The small badge depicted a rainbow-striped heart, which the pupil said he had brought back from the Edinburgh Pride march the previous weekend. He reportedly "no longer feels comfortable going to school", and said homophobia from staff members felt "much more scar[y] than when I encountered the same from other pupils". 

At a time when four Scottish party leaders are gay, and the new Westminster parliament included a record number of LGBTQ MPs, the political world is making progress in promoting equality. But education, it seems, has not kept up. According to research from LGBT rights campaigners Stonewall, 40 per cent of LGBT pupils across the UK reported being taught nothing about LGBT issues at school. Among trans students, 44 per cent said school staff didn’t know what "trans" even means.

The need for teacher training and curriculum reform is at the top of campaigners' agendas. "We're disappointed but not surprised by this example," says Jordan Daly, the co-founder of Time for Inclusive Education [TIE]. His grassroots campaign focuses on making politicians and wider society aware of the reality LGBTI school students in Scotland face. "We're in schools on a monthly basis, so we know this is by no means an isolated incident." 

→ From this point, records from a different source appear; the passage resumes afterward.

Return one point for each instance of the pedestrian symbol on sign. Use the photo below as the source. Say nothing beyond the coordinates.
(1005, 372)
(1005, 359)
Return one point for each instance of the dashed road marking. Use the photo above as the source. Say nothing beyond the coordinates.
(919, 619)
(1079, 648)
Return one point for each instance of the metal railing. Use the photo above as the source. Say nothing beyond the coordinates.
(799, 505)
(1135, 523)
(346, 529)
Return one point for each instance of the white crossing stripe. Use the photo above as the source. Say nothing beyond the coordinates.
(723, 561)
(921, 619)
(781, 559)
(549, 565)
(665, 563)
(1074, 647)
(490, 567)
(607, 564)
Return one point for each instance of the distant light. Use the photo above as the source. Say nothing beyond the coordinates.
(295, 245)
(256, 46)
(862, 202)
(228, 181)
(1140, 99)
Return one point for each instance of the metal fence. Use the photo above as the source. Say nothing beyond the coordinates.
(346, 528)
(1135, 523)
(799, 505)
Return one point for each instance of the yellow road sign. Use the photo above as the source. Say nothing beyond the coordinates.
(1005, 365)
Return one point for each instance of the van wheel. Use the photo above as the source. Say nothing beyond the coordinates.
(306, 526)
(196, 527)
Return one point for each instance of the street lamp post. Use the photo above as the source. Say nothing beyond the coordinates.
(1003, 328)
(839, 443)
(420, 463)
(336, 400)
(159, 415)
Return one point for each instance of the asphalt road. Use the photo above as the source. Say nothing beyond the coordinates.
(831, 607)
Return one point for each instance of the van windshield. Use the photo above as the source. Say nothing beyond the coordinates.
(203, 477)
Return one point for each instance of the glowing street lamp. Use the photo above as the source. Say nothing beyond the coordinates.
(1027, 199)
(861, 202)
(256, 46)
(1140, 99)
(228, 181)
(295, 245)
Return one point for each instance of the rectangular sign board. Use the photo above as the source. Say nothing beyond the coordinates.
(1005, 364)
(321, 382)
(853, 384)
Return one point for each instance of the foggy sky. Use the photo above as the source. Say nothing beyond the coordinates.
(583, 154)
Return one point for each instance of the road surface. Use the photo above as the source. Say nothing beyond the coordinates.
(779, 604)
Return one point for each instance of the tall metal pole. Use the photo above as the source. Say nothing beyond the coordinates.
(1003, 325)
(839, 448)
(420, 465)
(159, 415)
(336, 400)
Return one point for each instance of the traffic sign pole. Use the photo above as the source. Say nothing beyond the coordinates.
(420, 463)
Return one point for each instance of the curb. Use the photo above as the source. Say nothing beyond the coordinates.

Studies have repeatedly shown a startling level of self-harm and mental illness reported by LGBTI school students. Trans students are particularly at risk. In 2015, Daly and colleagues began a tour of schools. Shocking stories included one in which a teacher singled out a trans pupils for ridicule in front of the class. More commonly, though, staff told them the same story: we just don't know what we're allowed to say about gay relationships. 

This is the point, according to Daly - retraining, or rather the lack of it. For some of those teachers trained during the 1980s and 1990s, when Section 28 prevented local authorities from "promoting homosexuality", confusion still reigns about what they can and cannot teach - or even mention in front of their pupils. 

The infamous clause was specific in its homophobia: the "acceptability of homosexuality as a pretended family relationship" could not be mentioned in schools. But it's been 17 years since the clause was repealed in Scotland - indeed, it was one of the very first acts of the new Scottish Parliament (the rest of the UK followed suit three years later). Why are we still hearing this archaic language? 

"We repealed, we clapped and cheered, and then we just forgot," Daly says. After the bitter campaign in Scotland, in which an alliance of churches led by millionaire businessman Brian Souter poured money into "Keeping the Clause", the government was pleased with its victory, which seemed to establish Holyrood as a progressive political space early on in the life of the parliament. But without updating the curriculum or retraining teaching staff, Daly argues, it left a "massive vacuum" of uncertainty. 

The Stonewall research suggests a similar confusion is likely across the UK. Daly doesn't believe the situation in Scotland is notably worse than in England, and disputes the oft-cited allegation that the issue is somehow worse in Scotland's denominational schools. Homophobia may be "wrapped up in the language of religious belief" in certain schools, he says, but it's "just as much of a problem elsewhere. The TIE campaign doesn't have different strategies for different schools." 

After initial disappointments - their thousands-strong petition to change the curriculum was thrown out by parliament in 2016 - the campaign has won the support of leaders such as Nicola Sturgeon and Kezia Dugdale, and recently, the backing of a majority of MSPs. The Scottish government has set up a working group, and promised a national strategy. 

But for Daly, who himself struggled at a young age with his sexuality and society's failure to accept it, the matter remains an urgent one.  At just 21, he can reel off countless painful stories of young LGBTI students - some of which end in tragedy. One of the saddest elements of the story from St Kentigern's is that the pupil claimed his school was the safest place he had to express his identity, because he was not out at home. Perhaps for a gay pupil in ten years time, that will be a guarantee.